First, this study was based on a relatively small number of patients, although a large sample size was examined. Second, although specific exclusion criteria were chosen, some confounding factors may still have caused interference, for example, the accurate assessment of coronary artery diameter may have been limited due to uncertainty in identifying the reference parts of the vessel.
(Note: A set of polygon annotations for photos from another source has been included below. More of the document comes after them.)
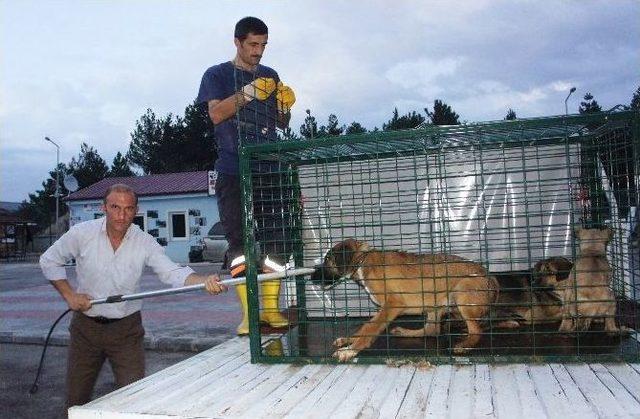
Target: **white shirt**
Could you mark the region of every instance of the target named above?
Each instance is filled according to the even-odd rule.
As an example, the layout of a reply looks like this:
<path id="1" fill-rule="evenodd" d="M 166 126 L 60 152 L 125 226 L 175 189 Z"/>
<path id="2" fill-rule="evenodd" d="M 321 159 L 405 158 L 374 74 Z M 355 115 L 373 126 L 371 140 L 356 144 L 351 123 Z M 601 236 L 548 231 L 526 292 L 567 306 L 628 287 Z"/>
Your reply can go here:
<path id="1" fill-rule="evenodd" d="M 139 291 L 145 266 L 173 287 L 184 285 L 193 269 L 181 267 L 164 253 L 150 235 L 131 224 L 118 250 L 113 251 L 107 236 L 106 218 L 74 225 L 40 257 L 40 267 L 49 281 L 67 279 L 64 264 L 76 260 L 77 293 L 92 299 Z M 98 304 L 84 313 L 88 316 L 122 318 L 139 311 L 142 300 Z"/>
It would have been better to use intravascular ultrasound or optical coherence tomography to provide more accurate information about the vessel. Third, pharmacological therapy was withheld for at least 24 h before cardiac catheterization, but this period may not have been a long enough washout period to exclude possible effects of drugs on the plasma inflammatory markers.

Conclusions

Younger CAE patients had higher inflammatory marker levels than older CAE patients. The greatest efficacy of anti-inflammatory treatment was found in younger CAE patients, suggesting that rosuvastatin should be prescribed at the time of CAE diagnosis, especially in younger patients.